# Bradford White Water Heater 2 blink error



## jwill370 (Feb 10, 2020)

My hot water was out today on my Bradford White gas water heater with the Honeywell controller. The pilot light will light and ignite the main burner. After a few minutes the main burner shuts off. It will relight a few times with the two blink error going before shutting off. I took out the burner and realized a Honeywell universal thermocoupler was not going to work. I put it back together and lit it with the inner door open. The pilot light looked good and the burner ignited. I let it go a few minutes and it did not shut off. I put the inner door back on and it would shutoff. I took the high temperature switch off the door and it still shutoff. I swept out the inside air filter with a sweeper after running a wire brush over it. I do not have a compressor. I put it back together and it still would not stay lit. When it is on, smoke from a match gets sucked up when held near the top vent. I found if I put a small portable fan near the base of the water heater, so that air blows in the vents holes, it stays lit. So I am wondering, do I have an air intake problem, a thermocoupler problem or some other problem?


----------



## BayouRunner (Feb 5, 2016)

We’ve experienced this a few times with a whirlpool hot water heater where we have to pull the burner and blow out what I’ll call the screen at the base of the hot water heater. I’m not talking about the screen that goes around the hwh but inside the base itself. It effects the airflow then trips the safety. After blowing it out with a co2 cartridge it works fine. Seems like we do this every two years or so


----------



## jwill370 (Feb 10, 2020)

BayouRunner said:


> We’ve experienced this a few times with a whirlpool hot water heater where we have to pull the burner and blow out what I’ll call the screen at the base of the hot water heater. I’m not talking about the screen that goes around the hwh but inside the base itself. It effects the airflow then trips the safety. After blowing it out with a co2 cartridge it works fine. Seems like we do this every two years or so


The screen that I swept covers the entire bottom inside the WH. How did you use the CO2 cartridge?


----------



## BayouRunner (Feb 5, 2016)

Pull the burners out and used a co2 gun to blow it out. Air compressor would work if you have access to one


Sent from my iPhone using Tapatalk


----------



## BoBBuild (Aug 26, 2019)

Faced a similar problem a couple weeks ago with one of my relatives' heaters. Blowing out the burners worked like magic. Seems like it needs to be done as a part of maintenance to keep the heater running smoothly.


----------



## jwill370 (Feb 10, 2020)

I hooked a small diameter 90 degree piece to the end of my wet vac. That gave me a pretty powerful stream. It seemed to do pretty well to blow out dust. I then re-vacuumed. It didn't get rid of the two blink error or it shutting off. Today I put in a new pilot assembly which includes the thermopile. Also replaced the high temperature switch. The 2 blink error went away but it still shuts off after a bit. After lighting the main burner goes several minutes then shuts off, relights for several minutes, shuts off, relights until eventually both the main burner and the pilot shut off together. The LED which has only been doing the single strobing blink/pause immediately goes off.


----------



## jmon (Nov 5, 2012)

How old is it? If still under warantee, call manufacture and explain to them everything you have done. They may send you out a new controller.


----------



## jwill370 (Feb 10, 2020)

jmon said:


> How old is it? If still under warantee, call manufacture and explain to them everything you have done. They may send you out a new controller.

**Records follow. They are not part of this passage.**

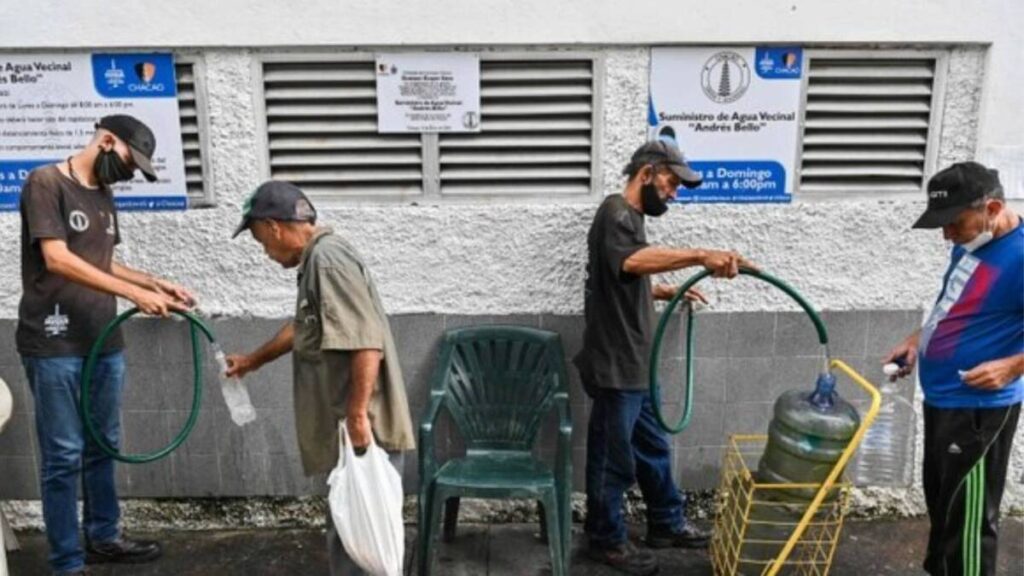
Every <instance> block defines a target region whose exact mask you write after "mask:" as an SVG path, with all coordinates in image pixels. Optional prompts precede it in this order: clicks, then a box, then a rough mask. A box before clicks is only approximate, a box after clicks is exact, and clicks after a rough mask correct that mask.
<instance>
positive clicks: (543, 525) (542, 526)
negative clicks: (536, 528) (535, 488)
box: [537, 500, 548, 544]
mask: <svg viewBox="0 0 1024 576" xmlns="http://www.w3.org/2000/svg"><path fill="white" fill-rule="evenodd" d="M537 518H538V519H539V520H540V522H541V541H542V542H544V543H545V544H547V543H548V519H547V516H546V515H545V512H544V502H543V501H541V500H538V501H537Z"/></svg>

6 years and 6 months old, so 6 months past the warranty :sad:. I scheduled a plumber since my wife is getting impatient. The fan trick still works so it seems air is still restricted. To much fan and my CO2 monitor starts registering some ppm so not a good work around.


----------



## jwill370 (Feb 10, 2020)

Plumber used a compressor on the screen. Still could not get it to stay lit. Bradford White told him it was probably the control valve. I elected to have the tank replaced.


----------